Neanderthal Art

These cave paintings in Cantabria, Spain, have been dated by Calcium Carbonate techniques to be more than 65000 years old. This predates the arrival of Homo sapiens in Europe by some 20-25000 years. Scientists thus believe these paintings are rare surviving examples of Neanderthal art.

19th century impressions of Neanderthals were of the “Homo Stupidus” variety, and some of these attitudes prevail today. However, examples of art, such as painting and the existence of flute fragments, suggest that they were not as primitive as once believed.

Although a far cry from the masterpieces of the AltaMira, Chauvet, and Lascaux caves, for example, the pictures below demonstrate a symbolic and conceptual view of the world.

Music, on the other hand, is a mostly non-representational, and therefore abstract art. We can say that music is composed of patterns, and that animals too make patterns, like a spiders web, or a blackbird’s repertoire of songs. But animals are generally unable to deviate from those instinctual patterns. Artistic freedom and intentionality seems to have awakened in human species with the Neanderthals. They were the first known humans to deliberately bury their dead, and decorated graves with offerings. Before this time, the boundary between human and animal becomes blurry.

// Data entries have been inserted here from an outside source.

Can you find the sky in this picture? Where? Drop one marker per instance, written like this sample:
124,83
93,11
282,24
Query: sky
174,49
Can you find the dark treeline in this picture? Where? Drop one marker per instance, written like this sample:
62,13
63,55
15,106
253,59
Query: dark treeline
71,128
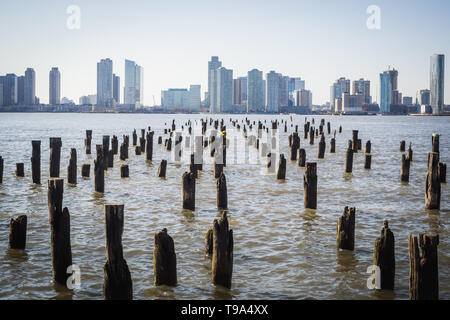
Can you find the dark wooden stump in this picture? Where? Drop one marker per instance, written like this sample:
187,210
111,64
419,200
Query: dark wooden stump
384,256
124,171
162,169
221,192
310,186
36,161
85,170
433,185
18,233
117,283
72,168
346,230
281,172
59,220
222,255
404,172
188,191
20,170
423,268
55,157
164,260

There are some linguistic and physiological theories that Neanderthals had singing before they had language. These activities fire up different parts of the brain, as has been demonstrated in stroke victims who can sing but not speak. It would make sense for singing to come before language, as song appeared first in nature, and as babies babble before they can speak.

There are also remnants of bone flutes believed to be Neanderthal. Discovered at Divje Babe in Slovenia, the fragment is made from the femur of a cave bear. Carbon dating suggests a date of 60000 years ago, putting the flute in a period when Homo sapiens had not yet arrived in Europe. As they are only fragments it isn’t possible to discern the tonality, but the finger holes remaining suggest a diatonic minor scale.

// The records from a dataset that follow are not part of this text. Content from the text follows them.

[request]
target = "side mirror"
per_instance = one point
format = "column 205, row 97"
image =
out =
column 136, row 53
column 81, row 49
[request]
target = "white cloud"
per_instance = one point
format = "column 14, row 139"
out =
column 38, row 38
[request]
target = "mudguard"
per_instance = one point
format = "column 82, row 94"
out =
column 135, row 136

What was this flourishing of artistic intention that seemed to begin with the Neanderthals, and continues unabated today? What is the point of art, the purpose? Was it evolutionarily advantageous? Could a fine singer or painter or flute player court a potential mate more successfully? This behaviour is clearly at work in the bird world. Is art merely an aphrodisiac?

Or is this another patriarchal interpretation of something that is, ultimately, a mystery?